How can leaders help people succeed over the long haul? By cultivating the concept of relaxed concern. Though it may sound like a contradiction, teams cannot thrive if they don’t take mental breaks along the way. Although people must realize their work is important, they won’t last if they can’t take their foot off the accelerator.

When you want to encourage an attitude of relaxed concern in your team, here are a few habits that can help: 

1. Have realistic expectations

Don’t expect every person on your team to work at the same energy level all the time.

Everyone is different – some people are a racehorse, others are a snail, and many people fall somewhere in the middle. Set your focus on output, not on the process, and allow people to work at a realistic pace to their professional DNA.

2. Be aware of external drains on energy and compensate for them

When someone on your team experiences illness or personal crisis, realize it will drain their energy, and then compensate for it.
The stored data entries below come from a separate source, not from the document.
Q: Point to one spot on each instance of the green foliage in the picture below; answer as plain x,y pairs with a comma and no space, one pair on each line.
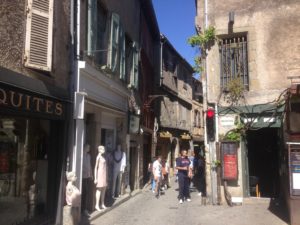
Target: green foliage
236,133
202,40
234,90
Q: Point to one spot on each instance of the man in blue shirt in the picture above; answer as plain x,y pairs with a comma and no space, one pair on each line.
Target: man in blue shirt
184,173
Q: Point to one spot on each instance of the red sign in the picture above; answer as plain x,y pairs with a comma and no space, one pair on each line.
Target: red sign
230,167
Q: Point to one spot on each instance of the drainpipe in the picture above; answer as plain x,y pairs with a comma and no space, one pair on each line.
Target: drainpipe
162,41
211,145
79,98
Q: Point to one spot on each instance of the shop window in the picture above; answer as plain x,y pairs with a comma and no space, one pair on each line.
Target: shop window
39,30
23,169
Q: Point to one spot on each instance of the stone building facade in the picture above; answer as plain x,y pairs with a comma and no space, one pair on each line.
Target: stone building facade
256,46
174,108
35,81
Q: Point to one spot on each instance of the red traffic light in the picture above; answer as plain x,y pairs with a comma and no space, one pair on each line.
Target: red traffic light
210,113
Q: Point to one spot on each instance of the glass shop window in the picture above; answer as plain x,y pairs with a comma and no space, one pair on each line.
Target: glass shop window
23,169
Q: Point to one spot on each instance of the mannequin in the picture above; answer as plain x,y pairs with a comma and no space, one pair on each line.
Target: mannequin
119,167
86,177
100,178
73,197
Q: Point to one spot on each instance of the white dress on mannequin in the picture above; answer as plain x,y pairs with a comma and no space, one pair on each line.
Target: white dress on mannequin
119,165
100,178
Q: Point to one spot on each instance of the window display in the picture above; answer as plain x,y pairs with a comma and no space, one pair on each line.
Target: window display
23,168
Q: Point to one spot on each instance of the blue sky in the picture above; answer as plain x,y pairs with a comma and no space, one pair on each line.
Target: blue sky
176,20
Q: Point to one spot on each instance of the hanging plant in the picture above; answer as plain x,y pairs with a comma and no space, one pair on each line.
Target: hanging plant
234,90
235,134
202,40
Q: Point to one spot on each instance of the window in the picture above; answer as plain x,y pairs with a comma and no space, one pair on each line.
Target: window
197,119
135,66
117,47
234,61
96,32
38,40
25,160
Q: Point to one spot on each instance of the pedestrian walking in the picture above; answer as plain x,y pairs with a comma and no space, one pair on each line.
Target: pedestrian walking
150,171
184,174
157,173
165,172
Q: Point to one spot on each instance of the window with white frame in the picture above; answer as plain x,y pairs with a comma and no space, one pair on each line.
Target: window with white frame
234,60
97,17
135,66
39,31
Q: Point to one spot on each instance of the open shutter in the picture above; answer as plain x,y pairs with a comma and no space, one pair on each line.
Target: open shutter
39,31
135,67
92,27
122,54
114,42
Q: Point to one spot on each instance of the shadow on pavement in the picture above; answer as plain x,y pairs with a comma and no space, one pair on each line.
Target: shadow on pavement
279,208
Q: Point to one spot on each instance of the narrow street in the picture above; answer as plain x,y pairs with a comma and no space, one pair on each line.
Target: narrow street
145,209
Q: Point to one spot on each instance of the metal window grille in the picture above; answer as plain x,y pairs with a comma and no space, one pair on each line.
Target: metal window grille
234,60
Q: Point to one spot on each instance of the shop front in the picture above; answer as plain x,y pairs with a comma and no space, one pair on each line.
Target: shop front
32,150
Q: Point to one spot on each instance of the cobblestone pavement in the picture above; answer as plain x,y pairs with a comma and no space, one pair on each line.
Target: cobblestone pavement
145,209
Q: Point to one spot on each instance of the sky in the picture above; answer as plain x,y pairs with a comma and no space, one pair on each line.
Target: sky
176,20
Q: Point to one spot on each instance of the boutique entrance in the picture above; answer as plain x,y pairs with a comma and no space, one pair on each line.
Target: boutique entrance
263,162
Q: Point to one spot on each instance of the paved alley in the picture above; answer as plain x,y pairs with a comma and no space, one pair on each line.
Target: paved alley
145,209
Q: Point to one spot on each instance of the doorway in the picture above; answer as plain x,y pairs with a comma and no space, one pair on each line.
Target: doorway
263,162
133,161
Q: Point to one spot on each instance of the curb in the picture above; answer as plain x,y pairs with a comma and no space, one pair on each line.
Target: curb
118,202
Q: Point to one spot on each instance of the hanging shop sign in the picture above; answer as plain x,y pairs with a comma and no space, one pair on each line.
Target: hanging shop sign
134,123
165,134
185,136
229,160
19,100
294,167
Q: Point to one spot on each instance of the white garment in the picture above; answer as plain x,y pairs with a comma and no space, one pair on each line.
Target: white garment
157,168
86,167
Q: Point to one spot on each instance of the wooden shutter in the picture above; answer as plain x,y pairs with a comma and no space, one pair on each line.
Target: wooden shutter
135,66
114,42
39,31
122,54
92,28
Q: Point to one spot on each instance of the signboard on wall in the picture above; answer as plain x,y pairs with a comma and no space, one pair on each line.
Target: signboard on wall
294,152
134,124
229,160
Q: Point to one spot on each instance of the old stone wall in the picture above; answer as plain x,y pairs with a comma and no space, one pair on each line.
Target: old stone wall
12,41
272,28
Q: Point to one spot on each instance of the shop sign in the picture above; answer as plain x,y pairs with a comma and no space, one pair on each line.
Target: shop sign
185,136
134,124
227,121
295,171
21,100
164,134
229,161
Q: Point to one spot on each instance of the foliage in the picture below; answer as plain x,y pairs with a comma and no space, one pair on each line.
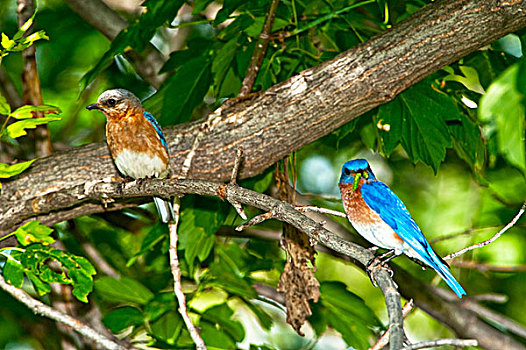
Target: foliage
452,147
43,265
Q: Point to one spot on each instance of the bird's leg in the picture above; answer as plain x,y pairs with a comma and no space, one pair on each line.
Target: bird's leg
380,261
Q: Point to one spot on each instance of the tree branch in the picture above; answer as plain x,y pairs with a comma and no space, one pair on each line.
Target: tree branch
291,114
283,211
442,342
47,311
259,51
445,307
110,23
176,272
492,239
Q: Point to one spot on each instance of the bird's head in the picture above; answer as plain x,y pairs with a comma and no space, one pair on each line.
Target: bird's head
354,170
115,102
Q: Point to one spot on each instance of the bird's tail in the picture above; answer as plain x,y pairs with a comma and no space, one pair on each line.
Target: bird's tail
440,267
165,209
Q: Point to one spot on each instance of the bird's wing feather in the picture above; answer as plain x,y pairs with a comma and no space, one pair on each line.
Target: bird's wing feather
157,128
390,208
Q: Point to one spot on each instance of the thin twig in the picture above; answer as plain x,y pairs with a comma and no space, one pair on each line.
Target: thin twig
42,309
302,209
482,267
259,51
255,220
491,297
237,162
442,342
174,237
494,317
315,209
492,239
384,339
176,272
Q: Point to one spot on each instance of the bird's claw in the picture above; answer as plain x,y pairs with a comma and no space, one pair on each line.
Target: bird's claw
378,262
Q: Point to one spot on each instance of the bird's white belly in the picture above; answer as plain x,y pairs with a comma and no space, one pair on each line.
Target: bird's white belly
140,165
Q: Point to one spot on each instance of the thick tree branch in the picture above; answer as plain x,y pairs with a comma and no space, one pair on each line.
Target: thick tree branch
281,210
259,51
288,115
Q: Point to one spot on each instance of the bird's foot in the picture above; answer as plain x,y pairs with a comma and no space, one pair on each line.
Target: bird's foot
379,262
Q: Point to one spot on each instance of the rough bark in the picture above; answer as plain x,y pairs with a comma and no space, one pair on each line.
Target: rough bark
287,116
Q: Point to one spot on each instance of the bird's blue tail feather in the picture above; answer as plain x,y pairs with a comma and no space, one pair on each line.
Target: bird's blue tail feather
165,209
446,275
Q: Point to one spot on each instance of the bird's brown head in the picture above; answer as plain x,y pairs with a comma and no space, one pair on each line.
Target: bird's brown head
116,102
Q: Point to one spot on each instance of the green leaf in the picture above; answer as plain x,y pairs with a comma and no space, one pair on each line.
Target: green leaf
216,338
19,128
160,304
470,79
74,270
34,232
123,290
7,43
24,27
221,316
502,108
168,327
137,35
468,142
265,321
10,170
349,314
229,270
157,234
190,84
30,39
229,6
199,220
5,109
221,65
417,119
122,318
197,47
14,272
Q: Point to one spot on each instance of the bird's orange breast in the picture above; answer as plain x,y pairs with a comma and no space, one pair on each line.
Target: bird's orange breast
134,133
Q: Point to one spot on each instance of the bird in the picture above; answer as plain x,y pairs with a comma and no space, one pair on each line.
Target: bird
380,217
136,142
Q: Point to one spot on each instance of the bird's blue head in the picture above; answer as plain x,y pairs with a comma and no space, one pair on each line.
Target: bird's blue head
354,170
Reportedly, 80% of workers drag themselves into work during illness, and an alarming 37% of people say they do not get sufficient sleep. Physical struggles and personal stress increase errors and fuel conflicts at work. Do everything you can to encourage personal well-being in your team, and allow margin when people are struggling. By prioritizing people above results, your team will be better off in the long run.

3. Work smarter, not harder

If the ax is dull, a difficult chore becomes impossible.

To make the best use of energy, work smarter, not harder. You may have people on your team who are working harder than anyone else, but their productivity is low because they aren’t working smart. Encourage and support your staff as they look for ways to make their work easier. This not only increases productivity, but it frees people from frustration and weariness.

4. Make work fun 

The most successful people in life are those who get paid for doing what they like to do.

And that’s true for businesses as well. Close work friendships boost employee satisfaction by 50%, and companies with happy employees outperform the competition by 20%. Whether you host quarterly “feast days” or post a wacky wall of fame, investing in relationships is always worth the effort.

For your team to maximize potential, they need to stick around. Cultivate relaxed concern to build teams that go the distance!